She [Agave] took him by the arm, the left arm, under the elbow, then she planted a foot against his ribs and tore his arm off…one had one of his feet, still warm in its sandal. His ribs were stripped of flesh, and all the women, all those bloody hands, were throwing pieces of him back and forth between them as though it were a game. (49)
Deliciously nauseating, isn’t it? I can see it so clearly. The details of the situation immediately penetrate the mind. Perhaps, such intense imagery is what attracts audiences to atrocity. The words alone work to efficiently produce vivid pictures of unpleasantries. One is often repulsed, yet the lucidity of the scene is very enticing. The same goes for tragedy as well. Human nature will not allow us to turn away from misery. We are nosy creatures who must see the outcome.
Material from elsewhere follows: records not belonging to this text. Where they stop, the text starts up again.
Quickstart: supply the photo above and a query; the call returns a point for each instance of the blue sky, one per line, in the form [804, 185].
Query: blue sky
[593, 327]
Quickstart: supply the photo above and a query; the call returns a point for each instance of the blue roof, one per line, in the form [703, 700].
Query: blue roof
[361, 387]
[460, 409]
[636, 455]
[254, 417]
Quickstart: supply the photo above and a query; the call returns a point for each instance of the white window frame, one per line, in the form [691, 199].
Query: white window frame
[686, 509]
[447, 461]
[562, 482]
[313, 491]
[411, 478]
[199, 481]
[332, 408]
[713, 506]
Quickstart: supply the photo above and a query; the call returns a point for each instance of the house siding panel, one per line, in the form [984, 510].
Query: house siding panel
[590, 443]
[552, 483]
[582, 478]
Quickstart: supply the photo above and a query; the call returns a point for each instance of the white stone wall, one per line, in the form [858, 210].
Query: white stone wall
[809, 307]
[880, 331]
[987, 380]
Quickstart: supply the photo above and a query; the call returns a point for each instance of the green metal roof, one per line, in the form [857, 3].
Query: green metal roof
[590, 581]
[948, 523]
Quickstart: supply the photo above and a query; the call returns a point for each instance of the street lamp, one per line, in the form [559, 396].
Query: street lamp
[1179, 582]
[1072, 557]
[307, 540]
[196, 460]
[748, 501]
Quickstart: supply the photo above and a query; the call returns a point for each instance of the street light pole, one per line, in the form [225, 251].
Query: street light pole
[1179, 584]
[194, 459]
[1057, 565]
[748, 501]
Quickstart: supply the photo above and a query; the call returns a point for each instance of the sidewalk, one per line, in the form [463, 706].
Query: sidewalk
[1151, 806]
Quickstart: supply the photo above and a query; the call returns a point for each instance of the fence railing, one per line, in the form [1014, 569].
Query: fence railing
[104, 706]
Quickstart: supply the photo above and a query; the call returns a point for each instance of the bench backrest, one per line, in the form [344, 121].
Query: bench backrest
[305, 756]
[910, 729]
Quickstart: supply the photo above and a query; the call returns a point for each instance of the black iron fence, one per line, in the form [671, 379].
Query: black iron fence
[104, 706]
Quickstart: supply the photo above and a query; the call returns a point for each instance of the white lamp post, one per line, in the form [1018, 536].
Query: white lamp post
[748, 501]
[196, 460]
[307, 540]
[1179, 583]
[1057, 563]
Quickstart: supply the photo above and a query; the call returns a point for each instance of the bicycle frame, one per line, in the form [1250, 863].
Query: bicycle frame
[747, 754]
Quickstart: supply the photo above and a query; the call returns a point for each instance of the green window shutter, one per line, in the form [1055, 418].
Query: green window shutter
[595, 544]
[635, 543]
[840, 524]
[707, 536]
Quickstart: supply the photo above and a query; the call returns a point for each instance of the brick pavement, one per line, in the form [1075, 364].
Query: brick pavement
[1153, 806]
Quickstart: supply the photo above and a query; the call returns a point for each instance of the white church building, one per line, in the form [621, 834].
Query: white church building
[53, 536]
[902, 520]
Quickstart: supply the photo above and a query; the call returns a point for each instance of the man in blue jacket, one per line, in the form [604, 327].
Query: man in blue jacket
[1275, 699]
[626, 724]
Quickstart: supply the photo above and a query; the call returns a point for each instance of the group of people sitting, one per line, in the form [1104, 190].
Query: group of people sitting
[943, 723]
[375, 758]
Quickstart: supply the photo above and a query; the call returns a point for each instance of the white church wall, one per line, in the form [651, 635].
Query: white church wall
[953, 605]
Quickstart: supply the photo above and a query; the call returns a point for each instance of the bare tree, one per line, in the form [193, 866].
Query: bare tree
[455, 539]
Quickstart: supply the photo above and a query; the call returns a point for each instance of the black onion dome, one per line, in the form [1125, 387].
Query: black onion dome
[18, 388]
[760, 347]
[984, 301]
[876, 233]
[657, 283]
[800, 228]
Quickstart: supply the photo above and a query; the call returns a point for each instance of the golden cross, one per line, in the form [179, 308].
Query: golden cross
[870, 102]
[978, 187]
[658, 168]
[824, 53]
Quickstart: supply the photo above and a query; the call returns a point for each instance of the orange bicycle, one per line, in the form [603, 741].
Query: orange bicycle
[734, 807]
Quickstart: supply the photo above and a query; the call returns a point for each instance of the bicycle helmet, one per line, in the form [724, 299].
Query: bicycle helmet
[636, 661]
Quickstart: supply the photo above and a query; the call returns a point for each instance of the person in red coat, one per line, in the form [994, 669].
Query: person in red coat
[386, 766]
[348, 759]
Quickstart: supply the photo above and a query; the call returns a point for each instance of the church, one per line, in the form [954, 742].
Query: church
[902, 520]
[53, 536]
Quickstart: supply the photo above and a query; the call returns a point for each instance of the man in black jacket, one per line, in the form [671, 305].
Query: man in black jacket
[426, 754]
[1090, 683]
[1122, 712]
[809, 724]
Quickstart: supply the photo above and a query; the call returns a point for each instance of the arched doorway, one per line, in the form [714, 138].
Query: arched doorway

The Bacchae of Euripides was also appealing in that it placed women in unconventional roles. Agave and the other Bacchants are deemed detestable by Pentheus because they ostracize themselves from the home and family. Their absence is seen as a nuisance to the men of Thebes. He exclaims that it “is beyond endurance. To have to suffer from women!” (32) When they disassembled him it was like sweet vengeance for me. It is always a nice to see women holding “a dominating hand above the bent head of the enemy [men]” (37) for a change, even if these gals were a little bit crazed.